One year after Armen's disappearance the pre-investigating
body of the military prosecutor's office found
that on March 1, 1998, Armen Mkrtchyan was beaten
by the sergeants of his unit Artak Javeyan, Nerses
Hovhannisyan and a private, Gegham Hakobyan. According
to the prosecutor's office soon after the incident
Armen left the military line in an unknown direction.
"Those who have beaten my son were never
called to account. Investigator Samvel Hovhannisyan
said that evidences are not enough and they should
also find Armen," says Seda painfully. "What
happened to my child? If they killed him, tell
us, but if he is alive then he will be found.
The investigator says ask for your son from whomever
you gave him to. I gave my son to the State. What
was my son doing in Karabakh?"
The Mkrtchyans would visit the prosecutor's office
several times a week and spoke a few times with
Republic of Armenia Military Prosecutor Gagik
Jhangiryan.
"He told us: 'Take a spade, go to Martakert's
military line, dig and find your son. What can
I do, if your son disappeared?'
On June 6, 1999 Abo Mkrtchyan went to the prosecutor's
office alone.
The next day he hanged himself.
"He couldn't bear the law-enforcement officers'
mockery and jokes," Seda says. "What
can I do? Will I kill myself like Abo? I have
three children."
Seda lives with her 20-year old daughter Anahit.
"I am waiting for Armen to come so that
my daughter can get married," Seda says.
On September 23, 1999 during an exchange of Azeri
and Armenian prisoners (they are not considered
Prisoners of War), four Armenian soldiers recognized
Armen by photo and confirmed that he was alive
and was held captive.
"Armen from Ararat?" asked Hapet Tonoyan
who was set free from captivity and then described
in details Armen's appearance.
According to the testimony given to the investigation
body by another prisoner, Aram Babayan, Armen
Mkrtchyan was being held captive in a military
unit called Shuvalan.
The International Red Cross, Organization for
Security and Cooperation in Europe and other international
organizations dealing with captive issues officially
presented information about not only Armen Mkrtchyan
but also other captives to Baku.
"This question was raised at the level of
Armenian and Azeri ministers," explains Karine
Minasyan, coordinator of International Working
Group, Armenian branch. "But Azerbaijan answers
that there are no captives held within their territory.
On September 23, 1999, after releasing the prisoners,
President of Azerbaijan Heydar Aliev announced
that they had no other Armenian captives, and
so it is natural that all answers should be refused.
The exchanges made during the last years were
all new events."
According
to General Michael Grigoryan of the State Commission
of the Ministry of Defense on the issues of captives,
hostages and missing soldiers, today there are
18 captives in Azerbaijan. These are people concerning
whom there is certain data on when, where and
under what circumstances they disappeared.
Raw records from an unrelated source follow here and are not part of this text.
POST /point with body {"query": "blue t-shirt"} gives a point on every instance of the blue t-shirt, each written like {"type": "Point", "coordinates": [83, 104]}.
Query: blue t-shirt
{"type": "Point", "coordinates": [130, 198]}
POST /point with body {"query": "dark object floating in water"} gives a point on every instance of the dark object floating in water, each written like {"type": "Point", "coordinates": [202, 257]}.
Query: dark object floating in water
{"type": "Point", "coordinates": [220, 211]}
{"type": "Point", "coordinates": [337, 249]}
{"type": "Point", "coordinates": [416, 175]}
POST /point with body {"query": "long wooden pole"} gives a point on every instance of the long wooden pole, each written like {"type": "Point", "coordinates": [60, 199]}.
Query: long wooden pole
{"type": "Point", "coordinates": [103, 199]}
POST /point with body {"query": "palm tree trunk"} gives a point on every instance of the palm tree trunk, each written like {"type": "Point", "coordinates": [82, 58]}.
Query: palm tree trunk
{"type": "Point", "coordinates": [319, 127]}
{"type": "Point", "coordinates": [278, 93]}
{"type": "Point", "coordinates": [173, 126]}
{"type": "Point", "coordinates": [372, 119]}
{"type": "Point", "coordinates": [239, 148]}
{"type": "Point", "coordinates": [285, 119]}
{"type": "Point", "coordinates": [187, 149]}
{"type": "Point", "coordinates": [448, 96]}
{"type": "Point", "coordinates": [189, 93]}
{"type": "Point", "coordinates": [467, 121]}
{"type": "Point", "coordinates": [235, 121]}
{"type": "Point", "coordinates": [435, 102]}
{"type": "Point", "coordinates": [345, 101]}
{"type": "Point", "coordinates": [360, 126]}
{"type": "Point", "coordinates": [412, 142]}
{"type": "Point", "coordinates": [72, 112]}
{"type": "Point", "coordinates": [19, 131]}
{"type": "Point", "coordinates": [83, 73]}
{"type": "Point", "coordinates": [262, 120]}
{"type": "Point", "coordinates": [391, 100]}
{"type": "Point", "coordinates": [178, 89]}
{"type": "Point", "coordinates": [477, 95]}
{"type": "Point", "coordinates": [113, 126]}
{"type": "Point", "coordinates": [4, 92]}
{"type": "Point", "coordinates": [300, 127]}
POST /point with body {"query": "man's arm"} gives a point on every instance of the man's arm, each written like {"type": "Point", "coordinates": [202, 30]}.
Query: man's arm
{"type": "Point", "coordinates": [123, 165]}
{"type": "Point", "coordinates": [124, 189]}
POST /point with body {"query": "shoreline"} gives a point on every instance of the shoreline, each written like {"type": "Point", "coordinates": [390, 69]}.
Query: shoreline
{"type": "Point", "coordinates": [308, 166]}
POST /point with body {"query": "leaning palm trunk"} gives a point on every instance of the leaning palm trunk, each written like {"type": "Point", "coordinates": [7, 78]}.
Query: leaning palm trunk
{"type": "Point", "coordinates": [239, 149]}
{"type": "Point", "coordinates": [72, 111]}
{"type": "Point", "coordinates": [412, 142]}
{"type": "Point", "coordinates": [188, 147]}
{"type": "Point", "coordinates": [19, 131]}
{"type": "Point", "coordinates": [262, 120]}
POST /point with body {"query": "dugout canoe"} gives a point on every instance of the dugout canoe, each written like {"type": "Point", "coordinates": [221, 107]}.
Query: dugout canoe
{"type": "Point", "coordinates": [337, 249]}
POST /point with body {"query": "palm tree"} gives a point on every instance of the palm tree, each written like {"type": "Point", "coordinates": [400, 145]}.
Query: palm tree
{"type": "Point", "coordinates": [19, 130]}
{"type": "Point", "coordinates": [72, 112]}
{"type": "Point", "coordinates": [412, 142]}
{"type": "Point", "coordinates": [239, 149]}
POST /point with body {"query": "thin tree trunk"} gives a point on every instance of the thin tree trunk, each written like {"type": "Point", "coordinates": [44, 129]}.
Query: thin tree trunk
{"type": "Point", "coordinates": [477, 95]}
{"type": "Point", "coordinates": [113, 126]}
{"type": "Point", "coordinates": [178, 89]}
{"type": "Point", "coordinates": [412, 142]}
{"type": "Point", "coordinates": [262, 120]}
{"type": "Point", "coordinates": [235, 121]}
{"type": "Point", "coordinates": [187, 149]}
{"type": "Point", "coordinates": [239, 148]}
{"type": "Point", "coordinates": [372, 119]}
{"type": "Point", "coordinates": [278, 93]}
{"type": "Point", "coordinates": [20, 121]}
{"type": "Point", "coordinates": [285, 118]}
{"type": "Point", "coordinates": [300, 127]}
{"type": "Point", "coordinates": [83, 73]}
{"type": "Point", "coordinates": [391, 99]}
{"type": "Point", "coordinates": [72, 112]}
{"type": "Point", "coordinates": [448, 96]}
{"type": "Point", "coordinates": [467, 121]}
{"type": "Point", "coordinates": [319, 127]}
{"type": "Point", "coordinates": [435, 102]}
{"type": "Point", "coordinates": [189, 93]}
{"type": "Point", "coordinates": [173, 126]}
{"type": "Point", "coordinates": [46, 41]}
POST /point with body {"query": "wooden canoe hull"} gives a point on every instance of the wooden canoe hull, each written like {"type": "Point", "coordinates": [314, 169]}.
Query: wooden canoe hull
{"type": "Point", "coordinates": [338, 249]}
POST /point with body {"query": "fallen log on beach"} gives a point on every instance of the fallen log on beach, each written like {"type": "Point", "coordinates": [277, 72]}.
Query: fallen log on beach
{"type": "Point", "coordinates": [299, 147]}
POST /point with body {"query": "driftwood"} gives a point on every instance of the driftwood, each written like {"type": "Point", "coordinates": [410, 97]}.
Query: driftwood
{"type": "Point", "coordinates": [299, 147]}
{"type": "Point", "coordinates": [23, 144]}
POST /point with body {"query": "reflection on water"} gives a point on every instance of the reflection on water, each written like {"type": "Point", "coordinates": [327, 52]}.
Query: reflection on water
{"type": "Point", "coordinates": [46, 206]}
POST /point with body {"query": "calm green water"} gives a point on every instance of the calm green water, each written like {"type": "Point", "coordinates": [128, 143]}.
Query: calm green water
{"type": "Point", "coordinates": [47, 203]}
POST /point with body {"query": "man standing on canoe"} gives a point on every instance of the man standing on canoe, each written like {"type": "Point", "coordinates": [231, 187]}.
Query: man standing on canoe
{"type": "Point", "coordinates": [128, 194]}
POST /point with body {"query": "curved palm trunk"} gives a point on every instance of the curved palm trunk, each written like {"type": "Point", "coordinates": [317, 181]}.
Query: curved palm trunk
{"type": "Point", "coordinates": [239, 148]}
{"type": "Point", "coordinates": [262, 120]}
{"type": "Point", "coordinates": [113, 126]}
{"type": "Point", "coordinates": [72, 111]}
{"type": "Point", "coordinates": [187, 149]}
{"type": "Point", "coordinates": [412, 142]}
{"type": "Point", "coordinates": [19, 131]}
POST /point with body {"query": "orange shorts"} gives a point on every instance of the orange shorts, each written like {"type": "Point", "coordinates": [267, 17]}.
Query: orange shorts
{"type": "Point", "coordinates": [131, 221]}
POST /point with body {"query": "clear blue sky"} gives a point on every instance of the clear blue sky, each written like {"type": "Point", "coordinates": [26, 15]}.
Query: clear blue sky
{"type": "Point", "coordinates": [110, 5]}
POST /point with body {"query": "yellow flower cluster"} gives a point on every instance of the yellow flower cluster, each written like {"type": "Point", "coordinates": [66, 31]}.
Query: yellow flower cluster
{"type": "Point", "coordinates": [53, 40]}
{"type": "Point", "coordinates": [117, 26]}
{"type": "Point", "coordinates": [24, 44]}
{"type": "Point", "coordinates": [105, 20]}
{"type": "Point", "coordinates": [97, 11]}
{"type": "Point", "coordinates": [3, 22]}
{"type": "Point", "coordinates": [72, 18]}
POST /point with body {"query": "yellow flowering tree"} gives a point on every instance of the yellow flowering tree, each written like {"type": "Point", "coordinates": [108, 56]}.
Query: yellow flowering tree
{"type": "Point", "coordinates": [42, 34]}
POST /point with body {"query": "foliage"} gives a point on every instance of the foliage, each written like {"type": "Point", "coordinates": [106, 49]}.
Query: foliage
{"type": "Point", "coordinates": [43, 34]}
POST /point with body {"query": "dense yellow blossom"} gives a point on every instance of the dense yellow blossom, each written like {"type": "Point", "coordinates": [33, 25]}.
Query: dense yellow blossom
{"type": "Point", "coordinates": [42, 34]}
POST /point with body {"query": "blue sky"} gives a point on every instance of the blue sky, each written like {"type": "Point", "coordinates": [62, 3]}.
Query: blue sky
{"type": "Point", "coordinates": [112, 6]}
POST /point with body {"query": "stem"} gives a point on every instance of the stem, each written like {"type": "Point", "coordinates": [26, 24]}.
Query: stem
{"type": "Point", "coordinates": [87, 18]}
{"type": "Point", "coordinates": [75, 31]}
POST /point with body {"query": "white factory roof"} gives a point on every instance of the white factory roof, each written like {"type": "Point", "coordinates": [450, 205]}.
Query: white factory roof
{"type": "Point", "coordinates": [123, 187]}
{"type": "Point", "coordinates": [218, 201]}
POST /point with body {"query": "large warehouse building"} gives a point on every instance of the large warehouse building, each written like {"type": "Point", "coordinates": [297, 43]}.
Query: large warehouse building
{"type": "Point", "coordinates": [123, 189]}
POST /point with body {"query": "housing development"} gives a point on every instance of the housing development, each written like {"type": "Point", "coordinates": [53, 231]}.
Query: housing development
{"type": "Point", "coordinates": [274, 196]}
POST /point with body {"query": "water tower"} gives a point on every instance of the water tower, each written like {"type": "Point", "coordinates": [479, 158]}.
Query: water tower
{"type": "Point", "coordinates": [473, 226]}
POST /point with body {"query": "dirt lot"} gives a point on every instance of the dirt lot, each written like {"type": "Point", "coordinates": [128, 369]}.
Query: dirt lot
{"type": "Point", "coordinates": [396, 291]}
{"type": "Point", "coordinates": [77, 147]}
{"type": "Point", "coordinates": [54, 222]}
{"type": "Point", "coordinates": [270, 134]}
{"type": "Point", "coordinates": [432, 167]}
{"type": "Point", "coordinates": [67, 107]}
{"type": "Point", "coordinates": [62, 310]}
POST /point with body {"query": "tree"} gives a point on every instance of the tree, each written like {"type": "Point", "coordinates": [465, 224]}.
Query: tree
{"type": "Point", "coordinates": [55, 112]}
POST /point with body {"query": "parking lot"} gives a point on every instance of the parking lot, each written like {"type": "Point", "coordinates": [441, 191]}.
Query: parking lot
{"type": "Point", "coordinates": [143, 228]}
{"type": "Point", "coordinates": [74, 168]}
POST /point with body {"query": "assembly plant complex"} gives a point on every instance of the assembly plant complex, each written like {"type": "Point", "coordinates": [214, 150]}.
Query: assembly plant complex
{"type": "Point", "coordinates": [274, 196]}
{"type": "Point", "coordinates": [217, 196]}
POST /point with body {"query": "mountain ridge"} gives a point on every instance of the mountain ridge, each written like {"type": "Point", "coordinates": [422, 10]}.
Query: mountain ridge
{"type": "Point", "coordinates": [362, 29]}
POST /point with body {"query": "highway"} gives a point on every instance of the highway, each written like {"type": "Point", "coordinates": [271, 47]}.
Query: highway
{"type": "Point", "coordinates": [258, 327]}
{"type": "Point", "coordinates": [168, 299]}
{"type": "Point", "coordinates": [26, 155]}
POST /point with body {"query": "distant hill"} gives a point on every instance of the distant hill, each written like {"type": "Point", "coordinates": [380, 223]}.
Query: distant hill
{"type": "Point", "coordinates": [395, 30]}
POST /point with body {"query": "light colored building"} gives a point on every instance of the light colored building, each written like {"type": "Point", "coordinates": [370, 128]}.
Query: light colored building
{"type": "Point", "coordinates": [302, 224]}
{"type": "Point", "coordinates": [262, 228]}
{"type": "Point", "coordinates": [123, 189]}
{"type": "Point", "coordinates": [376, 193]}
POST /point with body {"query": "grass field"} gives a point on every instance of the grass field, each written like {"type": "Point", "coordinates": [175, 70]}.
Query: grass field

"We can tell with confidence that we have
captives in Azerbaijan," Grigoryan says.
"I don't say that for propaganda like them,
when they mention 800-900 captives. This is absurd.
It is not possible to hold so many captives in
such a small territory hiding them from international
organizations. Today there are 18 captives in
Azerbaijan, information about them we got from
the exchanged captives, international organizations
and the Azeri captives."
However, international organizations are not
the only way to get the captives back. Often there
are cases when intermediaries from Georgia find
parents and for fantastic sums ($30-50,000) promise
to get back the captives, who according to Azerbaijan
side are not in their territory.
"All I have is this house," Seda Mkrtchyan
says. "Let them give my Armen back and I
will take his hand and go out of here."